Ein Bericht im Christian Science Monitor (9.8.2009) über junge israelische Siedler, die „hippiemäßige“ Musikfestivals organisierten, in denen es um „gute Stimmung“ und Umweltbewusstsein ging, bestätigte, dass dieser Ausflug in den Universalismus „sie nicht verständnisvoller für die Hoffnungen ihrer palästinensischen Nachbarn auf Unabhängigkeit gemacht hat“ – hatte aber nichts zu sagen über die Hoffnungen der Palästinenser, wieder zu dem Land zu kommen, das sich die Siedler gegen das Gesetz angeeignet haben. (An einer Stelle in diesem Artikel wurden die Siedlungen als „nicht autorisiert“ bezeichnet, was aber nicht näher ausgeführt wurde.) Zum Schluss lernen die Leser die Perspektive eines Siedlers kennen, der gut drauf ist: 

„Es macht Spaß, wenn du in eine Siedlung [in der West Bank] kommst und du hörst Bob Marley,“ sagt Judelmann. „Das ist Musik, die eine Suche nach Freiheit, Heiligkeit, Rechtschaffenheit und Erlösung ausdrückt. Ist das alles nicht das, was Israel ausmacht?“ 

In U.S.-Massenmedien kann man sehr freundliche Beschreibungen sogar der radikalsten Siedler finden. Zum Beispiel in diesem Bericht der Washington Post (15.10.2008) von der West Bank von Linda Gradstein:    

Avi Ben Yakof ist ein sanft sprechender jüdischer Siedler, der es liebt, mit seinen kleinen Kindern in ihrem rot gedeckten Haus in den Hügeln über Nablus tief innerhalb der West Bank zu spielen. Aber wenn die Rede auf seine palästinensischen Nachbarn kommt, verhärtet sich sein Ton.
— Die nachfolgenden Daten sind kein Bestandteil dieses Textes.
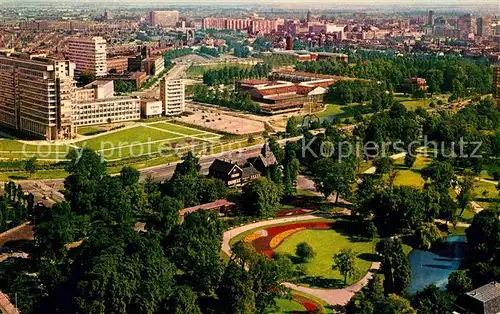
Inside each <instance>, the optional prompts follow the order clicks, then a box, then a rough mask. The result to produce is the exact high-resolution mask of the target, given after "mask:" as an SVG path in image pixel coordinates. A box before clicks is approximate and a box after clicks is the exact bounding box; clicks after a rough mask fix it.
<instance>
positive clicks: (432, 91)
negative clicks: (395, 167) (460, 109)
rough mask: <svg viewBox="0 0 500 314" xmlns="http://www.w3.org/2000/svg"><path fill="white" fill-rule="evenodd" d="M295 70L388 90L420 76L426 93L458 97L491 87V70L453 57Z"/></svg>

„Sie werden nicht meine Nachbarn sein, wenn ich tue, was ich tun muss, und das ist, sie auf ihr Land zurück bringen,” sagte er. „Wir wollen sie hier nicht haben. Die Lösung ist, sie zu vertreiben.“

Ben Yakov wollte nicht sagen, ob er selbst an einer Reihe von vor kurzem erfolgten Angriffen auf das nahe gelegene palästinensische Dorf Asire Al-Qibiliyya teilgenommen hat. Aber er sagte, die Gewalt sei gerechtfertigt durch das Versagen der israelischen Armee, Leben und Eigentum der Siedler in der West Bank zu schützen.

Gradstein beschrieb Ben Yakovs Gefühle als „Frustration“ und die Übergriffe der Siedler als „Ausdruck einer tief empfundenen Angst.“  Ethnische Säuberung kann kaum auf eine freundlichere Beurteilung hoffen.